The contract between Royal Dutch Shell, Anglo Persian (now BP), Compagnie Française des Pétroles (now TOTAL), Near East Development Company (now Exxon/Mobil) and Calouste Gulbenkian was signed in July 1928.
At the same time, the partners undertook to work together within the boundaries of the former Ottoman Empire – the “Red Line Agreement” which had a huge influence on the future development of the oil reserves in the Middle East and led directly to the Partex Oil and Gas Group’s present interests in the United Arab Emirates and the Sultanate of Oman.
Calouste Gulbenkian was, above all, an exceptional negotiator. His influence extended beyond the Middle East oil industry to the involvement in the industry in many countries including Venezuela and Mexico, as a result of his contacts with other pioneers in the industry and experience as an advisor to various governments.
There is no doubt, however, that his greatest contribution was in the development of the Iraq Petroleum Company which he always considered as his creation.

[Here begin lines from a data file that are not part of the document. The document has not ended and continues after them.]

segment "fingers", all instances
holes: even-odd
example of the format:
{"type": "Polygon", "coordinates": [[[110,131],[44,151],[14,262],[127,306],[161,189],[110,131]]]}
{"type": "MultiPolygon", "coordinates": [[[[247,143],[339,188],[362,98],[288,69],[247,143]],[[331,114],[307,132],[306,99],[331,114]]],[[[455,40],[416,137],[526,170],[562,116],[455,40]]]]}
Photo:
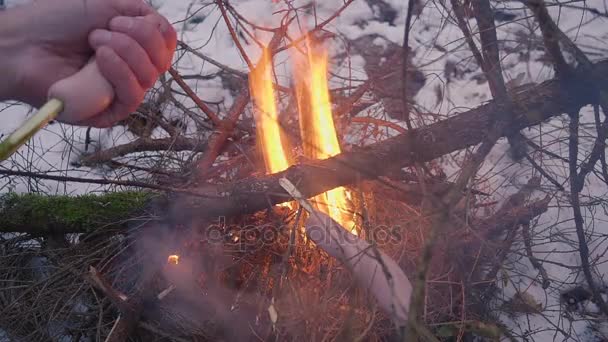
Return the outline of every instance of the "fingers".
{"type": "Polygon", "coordinates": [[[129,64],[112,48],[101,46],[96,50],[95,55],[101,74],[114,88],[114,102],[103,113],[79,124],[100,128],[110,127],[137,109],[143,101],[145,89],[139,84],[129,64]]]}
{"type": "Polygon", "coordinates": [[[154,9],[143,0],[112,0],[111,3],[122,15],[144,16],[154,13],[154,9]]]}
{"type": "Polygon", "coordinates": [[[175,32],[166,20],[158,15],[145,17],[115,17],[110,30],[123,33],[136,41],[148,54],[158,72],[169,68],[175,46],[175,32]]]}
{"type": "Polygon", "coordinates": [[[114,50],[129,65],[143,88],[150,88],[156,82],[158,73],[154,64],[133,38],[120,32],[95,30],[89,36],[89,43],[94,49],[106,45],[114,50]]]}

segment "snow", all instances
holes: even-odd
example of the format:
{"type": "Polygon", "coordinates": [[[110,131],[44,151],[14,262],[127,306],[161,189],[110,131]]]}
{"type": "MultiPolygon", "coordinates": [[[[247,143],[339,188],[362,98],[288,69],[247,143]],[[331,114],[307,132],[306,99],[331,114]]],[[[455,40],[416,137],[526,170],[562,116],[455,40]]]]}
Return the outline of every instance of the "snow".
{"type": "MultiPolygon", "coordinates": [[[[348,39],[355,39],[362,35],[371,33],[381,34],[388,40],[402,44],[403,26],[405,22],[405,1],[389,0],[398,13],[395,26],[387,22],[375,20],[374,11],[366,1],[354,1],[338,18],[326,27],[327,30],[341,34],[348,39]]],[[[295,4],[302,5],[304,1],[296,1],[295,4]]],[[[279,24],[281,15],[277,11],[284,9],[283,2],[271,0],[239,0],[232,1],[231,4],[236,10],[258,25],[275,27],[279,24]],[[272,13],[275,13],[272,15],[272,13]]],[[[294,6],[295,6],[294,4],[294,6]]],[[[575,2],[574,4],[578,4],[575,2]]],[[[247,71],[247,65],[240,56],[234,45],[226,25],[221,19],[221,14],[217,7],[210,6],[209,2],[190,1],[190,0],[154,0],[153,5],[169,18],[179,32],[180,39],[190,46],[200,48],[200,51],[207,56],[214,58],[221,63],[234,69],[247,71]],[[191,18],[195,17],[196,20],[191,18]]],[[[334,13],[342,5],[342,1],[319,1],[317,2],[316,13],[319,20],[324,20],[334,13]]],[[[581,3],[582,5],[582,3],[581,3]]],[[[604,10],[604,3],[600,0],[584,2],[588,7],[604,10]]],[[[463,39],[462,32],[454,25],[453,19],[447,20],[445,9],[439,3],[427,3],[421,16],[413,21],[410,37],[410,46],[415,56],[414,64],[420,66],[427,77],[425,87],[416,96],[418,105],[430,112],[438,112],[442,115],[454,115],[468,108],[491,99],[487,83],[478,82],[475,77],[481,76],[481,71],[477,70],[477,65],[472,58],[471,52],[463,39]],[[445,50],[436,48],[444,47],[445,50]],[[463,77],[452,77],[446,82],[444,71],[446,66],[456,65],[459,69],[476,70],[465,74],[463,77]],[[444,95],[443,99],[437,98],[436,90],[440,89],[444,95]]],[[[540,44],[540,41],[518,41],[517,31],[534,31],[538,33],[538,28],[534,26],[532,19],[527,17],[529,13],[523,11],[519,2],[500,2],[501,8],[509,8],[518,15],[518,20],[514,24],[500,25],[498,28],[499,39],[505,40],[506,46],[518,48],[524,43],[540,44]]],[[[579,10],[559,8],[551,6],[550,13],[554,18],[558,18],[559,26],[588,53],[592,60],[606,58],[608,54],[608,30],[606,29],[606,18],[594,17],[589,13],[579,10]],[[585,24],[582,25],[581,23],[585,24]],[[579,29],[579,27],[581,27],[579,29]]],[[[302,13],[303,14],[303,13],[302,13]]],[[[303,23],[304,26],[311,25],[313,22],[303,23]]],[[[474,20],[469,20],[472,30],[475,30],[474,20]]],[[[297,37],[301,30],[294,23],[290,27],[292,37],[297,37]]],[[[268,42],[271,33],[257,31],[256,38],[262,42],[268,42]]],[[[250,58],[255,61],[260,55],[260,49],[256,44],[243,43],[243,47],[250,58]]],[[[336,44],[332,51],[333,54],[343,53],[344,46],[336,44]]],[[[501,51],[503,51],[501,49],[501,51]]],[[[505,68],[505,79],[517,78],[523,73],[521,83],[539,83],[553,77],[550,67],[539,63],[537,60],[543,55],[541,49],[531,49],[529,56],[522,60],[519,53],[513,52],[503,54],[501,57],[505,68]]],[[[219,69],[202,59],[185,54],[178,56],[177,68],[184,74],[211,74],[219,69]]],[[[288,53],[277,56],[277,68],[279,81],[284,85],[289,83],[290,68],[288,63],[284,63],[289,58],[288,53]]],[[[350,75],[363,79],[365,77],[363,67],[364,60],[360,56],[349,56],[350,75]]],[[[334,66],[341,76],[348,76],[349,70],[344,65],[334,66]]],[[[195,89],[199,96],[209,101],[224,101],[222,108],[227,108],[232,102],[230,92],[223,88],[219,78],[211,80],[187,80],[189,85],[195,89]]],[[[194,108],[194,104],[188,98],[180,98],[184,105],[194,108]]],[[[169,108],[168,112],[172,109],[169,108]]],[[[0,133],[8,134],[14,130],[31,112],[30,108],[21,105],[6,105],[0,107],[3,116],[3,125],[0,133]]],[[[396,121],[395,121],[396,122],[396,121]]],[[[403,125],[402,122],[396,122],[403,125]]],[[[579,159],[582,160],[588,155],[593,144],[593,111],[587,107],[581,111],[581,127],[585,134],[581,134],[581,144],[579,159]]],[[[561,138],[559,143],[545,146],[551,152],[561,156],[568,156],[567,146],[567,119],[563,117],[555,118],[545,123],[542,127],[535,127],[525,130],[523,133],[533,141],[542,144],[542,140],[549,137],[561,138]]],[[[86,167],[76,168],[71,163],[77,161],[78,156],[84,150],[85,128],[54,124],[40,132],[28,144],[19,150],[11,160],[3,162],[1,167],[10,170],[28,170],[34,172],[50,172],[54,175],[86,177],[86,178],[115,178],[120,175],[108,173],[107,170],[90,169],[86,167]],[[27,165],[27,168],[26,168],[27,165]]],[[[128,142],[133,136],[126,132],[123,127],[115,127],[105,130],[92,130],[92,137],[97,141],[98,148],[107,148],[112,145],[128,142]]],[[[493,200],[502,201],[510,194],[516,192],[524,185],[529,177],[534,173],[527,162],[521,164],[513,163],[507,156],[508,144],[502,139],[488,156],[487,161],[482,166],[478,177],[478,186],[484,189],[495,190],[493,200]]],[[[462,153],[455,154],[455,158],[461,158],[462,153]]],[[[446,158],[446,170],[453,177],[457,172],[457,167],[451,164],[446,158]]],[[[554,175],[567,188],[568,165],[554,160],[553,164],[543,165],[548,172],[554,175]]],[[[81,194],[92,191],[100,191],[106,187],[98,185],[88,185],[82,183],[64,183],[42,180],[32,183],[26,178],[2,179],[0,183],[2,191],[44,191],[48,193],[81,194]]],[[[543,179],[543,187],[550,184],[543,179]]],[[[608,188],[595,175],[591,174],[581,194],[584,203],[595,201],[600,203],[606,198],[608,188]]],[[[535,198],[544,196],[543,193],[535,194],[535,198]]],[[[539,219],[535,228],[534,240],[536,246],[534,253],[540,260],[547,260],[543,263],[552,285],[544,290],[539,283],[538,271],[529,263],[526,257],[512,256],[510,265],[513,267],[508,271],[508,284],[502,288],[500,298],[508,299],[517,292],[526,292],[532,295],[544,308],[543,315],[522,315],[518,317],[501,316],[501,319],[512,329],[520,330],[526,334],[527,338],[535,341],[553,340],[592,340],[590,329],[596,331],[595,336],[608,335],[608,324],[597,320],[583,320],[580,317],[568,319],[563,312],[560,304],[560,293],[569,284],[584,283],[582,275],[573,270],[579,266],[580,260],[576,250],[576,234],[574,222],[572,220],[572,210],[567,207],[568,197],[565,194],[558,194],[551,202],[550,209],[539,219]],[[589,323],[589,322],[593,323],[589,323]],[[557,332],[555,326],[570,334],[565,336],[557,332]],[[603,334],[603,335],[602,335],[603,334]]],[[[596,244],[590,245],[594,256],[601,256],[603,262],[599,263],[596,281],[605,284],[604,279],[608,274],[608,258],[606,249],[608,243],[608,217],[606,213],[606,203],[584,207],[586,222],[590,223],[591,218],[595,222],[592,227],[596,244]]],[[[502,281],[498,282],[502,284],[502,281]]],[[[502,285],[501,285],[502,286],[502,285]]],[[[597,312],[594,304],[584,303],[585,312],[597,312]]],[[[576,315],[575,315],[576,316],[576,315]]],[[[1,340],[0,332],[0,340],[1,340]]]]}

In addition to his passion for the oil industry, his other consuming interest was his art collection. Calouste Gulbenkian revealed his passion for art at an early age. Above all, it was the beauty of the objects that was appealing to him.
Throughout his life, he used his knowledge of art, his negotiating mastery and his wealth to build one of the greatest collections to have ever been assembled by an individual, an eclectic and unique collection that was influenced by his travels and his personal taste, which sometimes involved lengthy and complex negotiations with the leading experts and specialist dealers. His collection totals over 6.000 works of art which range in period from antiquity until the early twentieth century. His attachment to the works of art he acquired was so strong, that he considered them “his“ children.
Calouste Gulbenkian was a generous philanthropist who always strove to help the less fortunate. He was particularly concerned with protecting Armenian communities.
Calouste Gulbenkian spent the final years of his life in Lisbon, Portugal, where he died in 1955. In his will, he left his oil interests and his art collection to a foundation, the Calouste Gulbenkian Foundation, which was to be based in Lisbon.